Die DFG schrieb daraufhin im Januar vergangenen Jahres eine Förderung für Projekte zur „Neuausrichtung überregionaler Informationsservices“ aus, die darauf zielen, diese Umstrukturierung anzustoßen. Gesucht wurden Ideen, die zurzeit hauptsächlich regional orientierten Informationsangebote weiterzuentwickeln zu „nachhaltigen, funktional definierten, nationalen Services, die auch international vernetzt sein müssen“, wie es in der Ausschreibung hieß. Kurz: Das System aus sechs Verbünden soll effizienter und an internationale Standards angepasst werden.

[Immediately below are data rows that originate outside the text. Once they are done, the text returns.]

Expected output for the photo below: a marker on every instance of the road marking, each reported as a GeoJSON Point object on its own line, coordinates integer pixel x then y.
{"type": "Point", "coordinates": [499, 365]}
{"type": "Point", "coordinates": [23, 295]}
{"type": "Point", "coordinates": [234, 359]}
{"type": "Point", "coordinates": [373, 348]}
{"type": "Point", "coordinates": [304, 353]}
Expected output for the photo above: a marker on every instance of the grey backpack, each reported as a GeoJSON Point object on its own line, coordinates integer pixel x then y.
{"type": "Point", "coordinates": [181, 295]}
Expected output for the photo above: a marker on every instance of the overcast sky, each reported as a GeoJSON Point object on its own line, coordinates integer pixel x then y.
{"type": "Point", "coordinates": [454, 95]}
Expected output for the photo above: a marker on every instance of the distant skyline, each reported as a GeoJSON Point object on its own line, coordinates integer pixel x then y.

Die Ausschreibung war in vier Themenfelder aufgeteilt. Für das Teilprojekt „Bibliotheksdateninfrastruktur und Lokale Systeme“ gab es zwei Bewerbungen: einen gemeinsamen Antrag der Bibliotheksverbünde Hessen, Bayern und Berlin- Brandenburg sowie einen Konkurrenzantrag der übrigen drei deutschen Bibliotheksverbünde und der Deutschen Nationalbibliothek. Letztere gehört als zentrale Archivbibliothek für alle in Deutschland erschienenen Medienwerke keinem der Verbünde an.

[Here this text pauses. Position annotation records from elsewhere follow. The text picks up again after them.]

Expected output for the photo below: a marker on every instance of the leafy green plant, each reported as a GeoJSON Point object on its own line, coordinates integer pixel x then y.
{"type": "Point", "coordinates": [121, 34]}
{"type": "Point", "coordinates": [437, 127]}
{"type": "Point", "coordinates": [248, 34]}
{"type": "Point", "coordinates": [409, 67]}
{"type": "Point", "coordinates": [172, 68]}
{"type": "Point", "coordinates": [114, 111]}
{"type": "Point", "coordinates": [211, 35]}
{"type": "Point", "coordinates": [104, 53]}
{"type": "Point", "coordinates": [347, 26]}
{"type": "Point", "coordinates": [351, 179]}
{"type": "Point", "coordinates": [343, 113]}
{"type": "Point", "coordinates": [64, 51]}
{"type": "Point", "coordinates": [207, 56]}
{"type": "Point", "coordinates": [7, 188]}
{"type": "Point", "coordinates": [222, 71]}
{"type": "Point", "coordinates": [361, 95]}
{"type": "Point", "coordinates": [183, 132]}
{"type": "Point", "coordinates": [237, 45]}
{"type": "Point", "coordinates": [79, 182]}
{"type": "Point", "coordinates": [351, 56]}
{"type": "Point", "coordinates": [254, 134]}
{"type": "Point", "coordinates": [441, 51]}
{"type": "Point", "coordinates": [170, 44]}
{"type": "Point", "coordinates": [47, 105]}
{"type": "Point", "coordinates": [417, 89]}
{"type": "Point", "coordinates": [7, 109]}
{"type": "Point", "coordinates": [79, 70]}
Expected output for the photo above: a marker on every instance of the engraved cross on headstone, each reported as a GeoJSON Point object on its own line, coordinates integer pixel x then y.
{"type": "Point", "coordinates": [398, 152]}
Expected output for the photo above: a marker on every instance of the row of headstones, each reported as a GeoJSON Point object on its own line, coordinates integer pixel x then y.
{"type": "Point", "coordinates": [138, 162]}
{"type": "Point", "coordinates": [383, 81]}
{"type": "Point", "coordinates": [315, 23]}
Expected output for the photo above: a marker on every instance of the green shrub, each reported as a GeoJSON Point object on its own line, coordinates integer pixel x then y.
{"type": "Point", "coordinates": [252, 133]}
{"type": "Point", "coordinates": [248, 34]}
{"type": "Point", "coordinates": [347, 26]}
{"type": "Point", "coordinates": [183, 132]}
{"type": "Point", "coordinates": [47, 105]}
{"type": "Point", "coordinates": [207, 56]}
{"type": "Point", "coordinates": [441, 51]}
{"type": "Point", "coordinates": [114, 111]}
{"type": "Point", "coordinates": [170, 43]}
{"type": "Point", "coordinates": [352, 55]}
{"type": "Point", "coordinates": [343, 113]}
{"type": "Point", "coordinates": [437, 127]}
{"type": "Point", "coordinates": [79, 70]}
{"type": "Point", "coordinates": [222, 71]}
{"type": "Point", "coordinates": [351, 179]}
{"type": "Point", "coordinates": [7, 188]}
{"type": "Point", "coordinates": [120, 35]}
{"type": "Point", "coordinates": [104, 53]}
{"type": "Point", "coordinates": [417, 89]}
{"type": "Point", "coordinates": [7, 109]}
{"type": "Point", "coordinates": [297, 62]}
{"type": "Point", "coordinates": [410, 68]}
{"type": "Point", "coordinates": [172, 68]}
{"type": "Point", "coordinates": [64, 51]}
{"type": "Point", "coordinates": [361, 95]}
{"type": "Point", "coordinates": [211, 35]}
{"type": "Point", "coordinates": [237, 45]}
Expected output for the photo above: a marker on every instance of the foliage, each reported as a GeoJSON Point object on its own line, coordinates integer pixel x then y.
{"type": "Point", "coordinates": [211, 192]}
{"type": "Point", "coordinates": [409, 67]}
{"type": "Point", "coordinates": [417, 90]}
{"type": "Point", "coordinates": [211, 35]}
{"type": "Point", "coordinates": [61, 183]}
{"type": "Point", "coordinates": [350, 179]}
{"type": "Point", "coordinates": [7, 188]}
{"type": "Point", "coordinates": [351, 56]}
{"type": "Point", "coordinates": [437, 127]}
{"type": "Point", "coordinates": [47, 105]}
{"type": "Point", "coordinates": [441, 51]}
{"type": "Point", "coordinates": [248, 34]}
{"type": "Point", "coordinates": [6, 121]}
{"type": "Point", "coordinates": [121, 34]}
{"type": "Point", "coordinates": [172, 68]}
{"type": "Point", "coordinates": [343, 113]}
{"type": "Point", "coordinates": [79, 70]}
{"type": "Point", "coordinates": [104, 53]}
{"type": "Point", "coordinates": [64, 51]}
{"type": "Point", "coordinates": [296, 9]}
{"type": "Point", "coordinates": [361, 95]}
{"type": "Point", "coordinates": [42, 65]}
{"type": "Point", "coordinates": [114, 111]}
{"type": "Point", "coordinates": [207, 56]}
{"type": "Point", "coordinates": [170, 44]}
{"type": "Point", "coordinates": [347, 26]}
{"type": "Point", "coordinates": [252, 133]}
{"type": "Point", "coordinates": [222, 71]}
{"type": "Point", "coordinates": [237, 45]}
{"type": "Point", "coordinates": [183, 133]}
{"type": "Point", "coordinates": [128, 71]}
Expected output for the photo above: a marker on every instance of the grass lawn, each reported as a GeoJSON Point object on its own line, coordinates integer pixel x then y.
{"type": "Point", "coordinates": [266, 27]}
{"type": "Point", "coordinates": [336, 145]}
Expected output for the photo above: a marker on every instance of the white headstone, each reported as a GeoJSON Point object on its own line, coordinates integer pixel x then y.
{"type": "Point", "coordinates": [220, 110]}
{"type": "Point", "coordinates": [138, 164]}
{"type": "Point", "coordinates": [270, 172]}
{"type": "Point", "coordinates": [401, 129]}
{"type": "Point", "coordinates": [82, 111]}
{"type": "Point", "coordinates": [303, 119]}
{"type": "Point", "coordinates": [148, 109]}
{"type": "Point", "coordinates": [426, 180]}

„Wegen der Beteiligung der Nationalbibliothek an dem Konkurrenzantrag habe ich mir eigentlich keine großen Hoffnungen gemacht“, sagt Jirí Kende, der für den Berlin-Brandenburger Verbund maßgeblich an dem Projekt beteiligt ist. Doch die Sorge vor der gewichtigen Konkurrenz sollte unbegründet sein: Im März bekamen die Berlin-Brandenburger und ihre Mitstreiter aus Hessen und Bayern den Zuschlag für ihr Projekt mit dem Titel „Cloudbasierte Infrastruktur für Bibliotheksdaten“ (CIB). „Wir haben gewonnen, weil wir tatsächlich einen grundlegenden Wandel der bibliothekarischen Infrastruktur in Deutschland anstreben“, sagt Kende. „Mit unserem Ansatz wird einiges komplett umgekrempelt.“

Die Idee des CIB-Projekts liegt darin, Dienstleistungen, die bisher von mehreren Verbünden parallel angeboten wurden, zentral auf cloudbasierten Plattformen anzubieten. Die lokalen Bibliothekssysteme und die Bibliotheksdaten würden dann nicht mehr in lokalen Rechenzentren oder regionalen Verbundzentralen vorgehalten werden, sondern auf der sinnbildlichen Wolke (englisch „cloud“) bereitgestellt, auf die alle Zugriff haben. „So werden redundante Strukturen abgebaut, die Bibliotheksarbeit deutlich rationalisiert“, erläutert Jirí Kende. Gleichzeitig sollen die bisher national geprägten Katalogisierungsregeln und -formate an internationale Standards angepasst und somit die globale Zusammenarbeit unter den Bibliotheken erleichtert werden.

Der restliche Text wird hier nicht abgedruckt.